Going dark is a gift to your competitors


Going dark on media sometimes gets framed as financial discipline, when really, it's a donation to your competitors.


When a brand pulls back because of budget pressure, post-season fatigue, or new leadership it instantly loses share of voice. More importantly, it hands competitors a cleaner media environment, lower CPMs, and an audience all to themselves.


Research from WARC confirms what we've seen firsthand:

Regaining market share and brand equity after going dark is more costly and difficult than maintaining them with even modest investment.

We've lived through this with a CPG client that came off a record-breaking sales season and then went dark for five months. During that window, consumer price sensitivity increased and competitors moved in. When the client resurfaced, it had lost 26% of annual revenue.


Case study poster with runners on a bridge and headline: Media Planning Is a Marathon, Not a Sprint.

Brand awareness and consideration were still intact — but last-touch conversion had collapsed because consumers could no longer differentiate this brand from a cheaper competitor.


The instinct to pause often comes from treating advertising as a cost to cut rather than an investment to protect.


And there's a second, quieter risk: leaning into short-term promotions to hit profit targets while dark on media trains consumers to wait for a discount, weakening brand value even as it appears to stabilize revenue.


Even for brands with genuinely seasonal products, the right move is to define the minimum-presence threshold that keeps your brand in the game while competitors fund their own recovery later.

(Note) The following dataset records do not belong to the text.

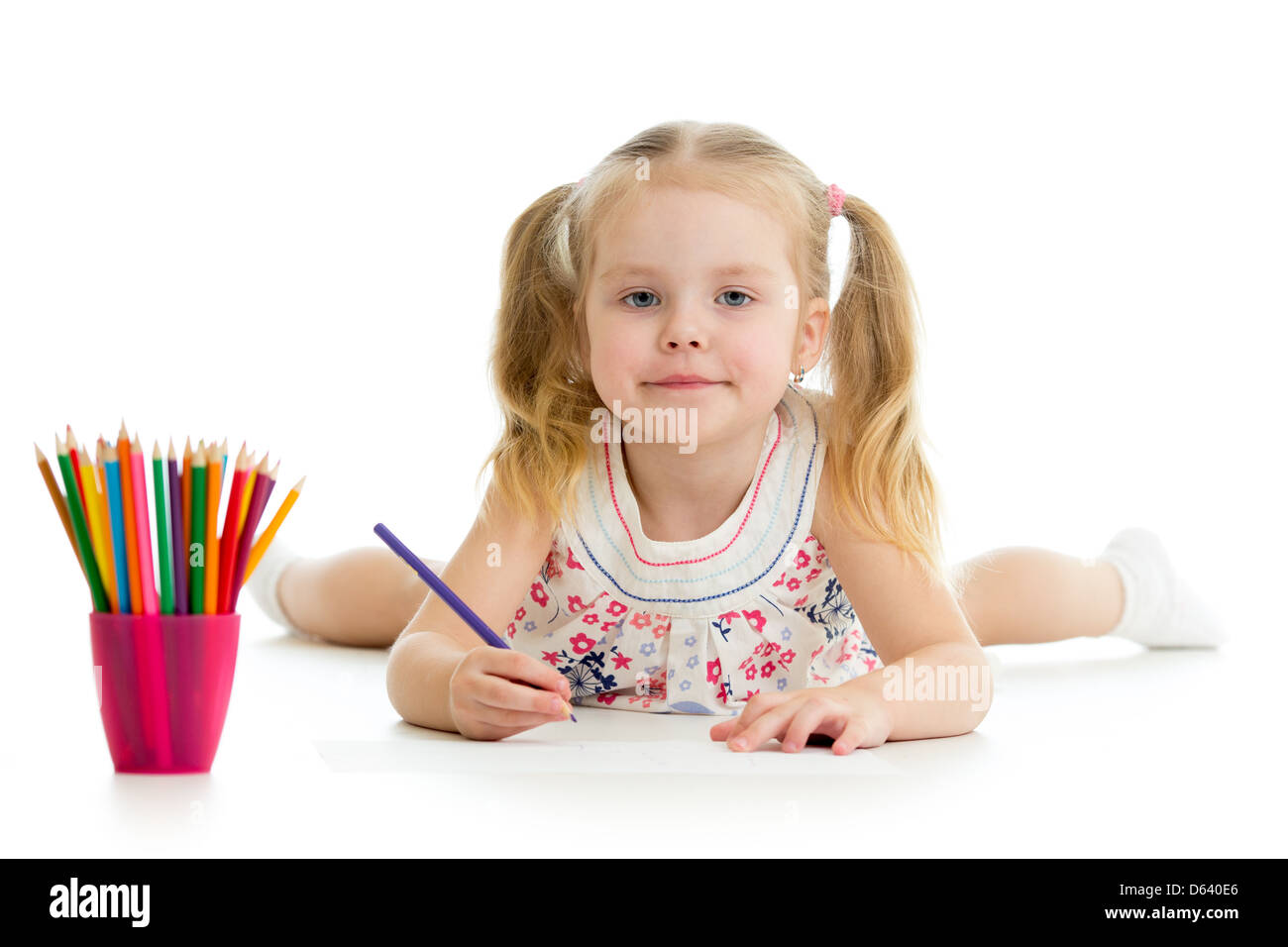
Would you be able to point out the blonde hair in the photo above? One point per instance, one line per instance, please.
(872, 424)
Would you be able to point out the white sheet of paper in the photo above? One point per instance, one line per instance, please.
(518, 755)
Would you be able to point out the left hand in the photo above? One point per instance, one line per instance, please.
(851, 716)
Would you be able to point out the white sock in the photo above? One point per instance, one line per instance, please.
(265, 582)
(1160, 609)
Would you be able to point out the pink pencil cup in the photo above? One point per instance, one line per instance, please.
(165, 685)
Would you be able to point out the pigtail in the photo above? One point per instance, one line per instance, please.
(885, 483)
(536, 369)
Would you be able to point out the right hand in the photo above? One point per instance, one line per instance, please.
(488, 702)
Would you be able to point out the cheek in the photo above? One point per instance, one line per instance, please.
(754, 356)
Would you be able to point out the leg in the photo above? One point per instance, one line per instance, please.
(362, 596)
(1025, 595)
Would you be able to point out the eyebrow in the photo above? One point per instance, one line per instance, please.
(732, 269)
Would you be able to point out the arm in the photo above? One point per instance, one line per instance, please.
(430, 647)
(935, 681)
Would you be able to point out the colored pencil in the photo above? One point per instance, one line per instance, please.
(77, 515)
(101, 522)
(55, 493)
(180, 552)
(73, 454)
(114, 500)
(214, 489)
(252, 474)
(165, 565)
(446, 594)
(228, 541)
(197, 536)
(257, 552)
(140, 483)
(187, 513)
(132, 540)
(263, 487)
(86, 489)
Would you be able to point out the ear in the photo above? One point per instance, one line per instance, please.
(812, 333)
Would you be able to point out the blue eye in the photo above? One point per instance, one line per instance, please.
(742, 304)
(639, 292)
(737, 292)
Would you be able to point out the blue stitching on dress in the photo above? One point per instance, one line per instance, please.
(809, 470)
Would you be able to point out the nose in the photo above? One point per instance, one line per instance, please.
(684, 330)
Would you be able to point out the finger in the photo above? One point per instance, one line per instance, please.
(506, 694)
(768, 725)
(756, 707)
(851, 737)
(516, 665)
(721, 729)
(809, 716)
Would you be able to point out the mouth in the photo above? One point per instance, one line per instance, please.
(684, 382)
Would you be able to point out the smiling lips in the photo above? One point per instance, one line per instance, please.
(684, 381)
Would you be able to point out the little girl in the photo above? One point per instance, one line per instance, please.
(765, 567)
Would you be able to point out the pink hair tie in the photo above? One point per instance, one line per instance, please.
(835, 198)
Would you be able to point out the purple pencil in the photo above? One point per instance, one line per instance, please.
(468, 615)
(180, 554)
(265, 483)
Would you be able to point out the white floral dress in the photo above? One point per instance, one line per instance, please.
(702, 625)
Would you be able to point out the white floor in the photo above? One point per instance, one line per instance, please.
(1091, 748)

BRAND POSITIONING ACTION ITEMS

Know your moat before you need it. Audit your retail presence, search share, and audience segments now. When competitive pressure spikes, you need to know where you're strong before you're forced to defend it.

When budget cuts are unavoidable, protect brand spend first. Performance spend has nowhere to perform without it.

Monitor SOV during slow spend periods. If your share is dropping while competitors' grows, the cost of the cutback is already showing up in the data.